1814, 30. Mai.
Bei Goethe in Berka
Unter häßlichem Regenwetter fuhr ich [v. Müller] nach Weimar, um nach Goethes Wunsch das bevorstehende Duell seines Sohnes mit Rittmeister v. Werthern auf schickliche Weise zu verhindern. Es gelang durch Herrn v. Gersdorfs eifrige Mitwirkung, und dieser fuhr selbst mit mir nach Berka zurück. Nach einem heitern Mittagsmahle gingen wir im Vorsaale auf und ab, in welchem der große ausführliche Plan von Rom aufgehängt war.

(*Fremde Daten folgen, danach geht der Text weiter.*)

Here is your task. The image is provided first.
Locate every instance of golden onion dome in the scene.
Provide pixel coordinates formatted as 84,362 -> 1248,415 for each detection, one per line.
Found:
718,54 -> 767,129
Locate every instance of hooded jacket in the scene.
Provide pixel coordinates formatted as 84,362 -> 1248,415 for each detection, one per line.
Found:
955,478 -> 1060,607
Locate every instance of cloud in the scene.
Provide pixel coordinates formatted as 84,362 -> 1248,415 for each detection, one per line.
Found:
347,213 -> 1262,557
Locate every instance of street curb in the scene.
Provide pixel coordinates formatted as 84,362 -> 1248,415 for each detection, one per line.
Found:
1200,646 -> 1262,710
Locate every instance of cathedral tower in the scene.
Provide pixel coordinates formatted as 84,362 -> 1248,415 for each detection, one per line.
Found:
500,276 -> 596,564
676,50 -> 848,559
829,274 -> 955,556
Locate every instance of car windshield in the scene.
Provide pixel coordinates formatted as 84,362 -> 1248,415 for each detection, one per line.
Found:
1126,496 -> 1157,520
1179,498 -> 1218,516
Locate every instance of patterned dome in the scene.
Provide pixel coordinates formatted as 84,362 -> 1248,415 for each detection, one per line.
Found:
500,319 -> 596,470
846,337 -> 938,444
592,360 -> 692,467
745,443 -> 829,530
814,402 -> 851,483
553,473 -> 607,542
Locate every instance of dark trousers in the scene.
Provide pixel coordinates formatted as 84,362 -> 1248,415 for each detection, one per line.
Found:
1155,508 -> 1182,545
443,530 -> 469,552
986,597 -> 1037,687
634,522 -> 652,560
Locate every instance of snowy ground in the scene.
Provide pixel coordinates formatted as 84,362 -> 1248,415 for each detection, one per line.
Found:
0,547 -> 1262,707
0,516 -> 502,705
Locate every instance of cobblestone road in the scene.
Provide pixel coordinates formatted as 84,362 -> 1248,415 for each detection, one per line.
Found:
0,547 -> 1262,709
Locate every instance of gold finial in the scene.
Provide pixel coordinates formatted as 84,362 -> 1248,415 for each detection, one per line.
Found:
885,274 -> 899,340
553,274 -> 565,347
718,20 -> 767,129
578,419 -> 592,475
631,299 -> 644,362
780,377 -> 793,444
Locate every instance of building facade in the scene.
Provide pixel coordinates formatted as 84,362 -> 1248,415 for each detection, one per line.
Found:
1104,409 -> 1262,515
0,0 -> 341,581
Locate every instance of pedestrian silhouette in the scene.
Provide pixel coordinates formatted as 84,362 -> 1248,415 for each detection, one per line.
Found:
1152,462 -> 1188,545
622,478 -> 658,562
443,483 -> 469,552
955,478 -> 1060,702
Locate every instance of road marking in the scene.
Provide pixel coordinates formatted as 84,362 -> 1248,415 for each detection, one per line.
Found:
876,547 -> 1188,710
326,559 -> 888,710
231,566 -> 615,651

Goethe animirte mich sehr zu einer Reise nach Italien. Biester habe sie einst in drei Monaten gemacht. Plötzlich blieb er vor jenem Abbilde Roms sinnend stehen und zeigte auf Ponte molle, über welchen man, von Norden herkommend, in die ewige Roma einzieht. »Euch darf ich's wohl gestehen,« sagte er, – »seit ich über den Ponte molle heimwärts fuhr, habe ich keinen rein glücklichen Tag mehr gehabt.« Und dabei waltete tiefe Rührung über seinen Zügen! »Ich lebte,« fuhr er fort, »zehn Monate lang zu Rom ein zweites akademisches Freiheitsleben; die vornehmere Gesellschaft [130] ganz vermeidend, weil ich diese ja zu Hause schon habe.« Im Fortlauf des Gesprächs erzählte er von einer seltsamen Unterredung mit Lord Bristol, der ihm den durch seinen Werther angerichteten Schaden vorwarf. »Wie viel tausend Schlachtopfer fallen nicht dem englischen Handelssystem zu Gefallen,« entgegnete ich noch derber; »warum soll ich nicht auch einmal das Recht haben, meinem System einige Opfer zu weihen?«
Als er darauf ein herrliches Blatt von Israel von Mecheln (1504), den Tanz der Herodias vorstellend, uns zeigte, setzte er hinzu: »Der Mensch mache sich nur irgend eine würdige Gewohnheit zu eigen, an der er sich die Lust in heitern Tagen erhöhen und in trüben Tagen aufrichten kann. Er gewöhne sich z.B. täglich in der Bibel oder im Homer zu lesen, oder Medaillen oder schöne Bilder zu schauen, oder gute Musik zu hören. Aber es muß etwas Treffliches, Würdiges sein, woran er sich so gewöhnt, damit ihm stets und in jeder Lage der Respect dafür bleibe.«
Wir machten hierauf einen sehr angenehmen Spaziergang vom Bade durch die stillen Wiesengründe bis zur Kohlenhütte vor dem Orte gegen Saalborn zu. Dort setzten wir uns auf Bauhölzer und schwelgten im reinsten ländlichen Naturgenusse. Dann tranken wir Thee in der Hütte am Flusse. Goethe schilderte mit heiterster Laune den verstorbenen D. Bucholz, der sich von der kaiserlichen Akademie der Naturforscher den Namen Plinius Secundus ausbat. »Aber es heißt[131] ja Niemand von der Sippschaft also,« ward ihm erwidert.
Beim Abendessen erzählte ich erst meine Posener Abenteuer mit Herrn v. Studnitz, dann die zu Kropstädt in Napoleons Bivouac, im October 1806 und schilderte hierauf des Ministers von Frankenberg possierliche Individualität, wie Goethe die des Fürsten Kaunitz. Man habe z.B. dem letzteren nie vom Tode reden dürfen, und das Ableben des Kaisers Joseph sei ihm nur dadurch hinterbracht worden, daß sein Secretär ihm sagte: »Joseph II. unterschreibt nicht mehr.« Kaunitz hatte eine alte kränkliche Schwester, der er öfters die besten Speisen und besonders Früchte von seiner Tafel zusandte. Dieß setzte er lange fort, als sie schon verstorben war. Goethe hielt Frankenbergs Zerstreuung und karikirtes Wesen ursprünglich für absichtlich angenommene Maske.